REPUBLIKA.CO.ID, Oleh: Fuji Pratiwi
Islam menghapuskan perbudakan secara gradual.
Perbudakan sudah ada sejak mulai berkembangnya peradaban kota-kota kuno maju di berbagai wilayah, seperti Mesopotamia dan peradaban hulu Sungai Nil.
Organisasi Antiperbudakan yang juga sister-organization Anti-Slavery International, Free the Slaves, dalam lamannya freetheslaves.net, menulis pada 6800 SM, kota pertama mulai tumbuh di Mesopotamia, mulai mempekerjakan paksa kubu yang mereka kalahkan dalam perang.
Pada 2575 SM, masyarakat Mesir kuno juga melakukan ekspedisi sepanjang Sungai Nil mencari budak untuk dipekerjakan membangun kota.
Dalam peradaban Yunani kuno pada 550 SM, Athena mempekerjakan 30 ribu budak yang bekerja di tambang perak yang dikuasainya. Sementara, pada 120 M, diperkirakan separuh populasi bangsa Romawi adalah budak.
Pada 500 M, warga Inggris dijadikan budak setelah invasi negeri itu oleh bangsa Anglo-Saxon. Ketika 500 tahun kemudian, perbudakan menjadi hal jamak dalam perekonomian Inggris, terutama oleh para tuan tanah di sektor pertanian.

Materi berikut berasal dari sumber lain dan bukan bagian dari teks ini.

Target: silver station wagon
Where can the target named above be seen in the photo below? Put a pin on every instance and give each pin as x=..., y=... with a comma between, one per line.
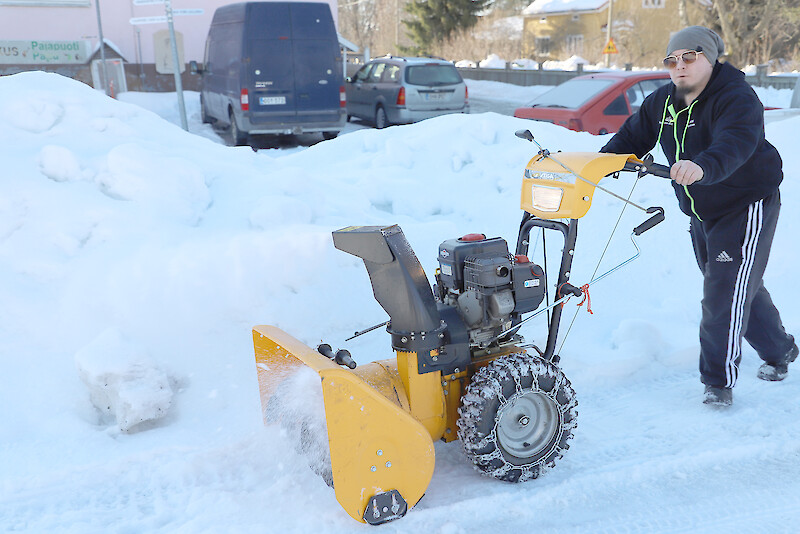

Perkembangan ekonomi pada 1380 M membuat kebutuhan budak bertambah besar. Budak-budak dikirim ke berbagai wilayah, termasuk Eropa, Timur Tengah, dan Afrika Utara.
Pada 1444 M, menjadi titik awal perdagangan budak lintas samudra oleh bangsa Portugis. Mereka mengirim budak dari Afrika Barat ke Eropa menggunakan kapal melalui Samudra Atlantik.
Memasuki 1550 M, seni menikmati Renaissance salah satunya adalah menjadikan budak sebagai objek barang konsumsi.
Clarence Martin Wilbur, dalam makalahnya, Slavery in China During Former Han Dynasty (206 SM-25 M), mencatat perbudakan juga terjadi pada masa Dinasti Han. Kala itu, Cina sempat mengalami tekanan ekonomi akibat perang dan musibah besar banjir Sungai Kuning.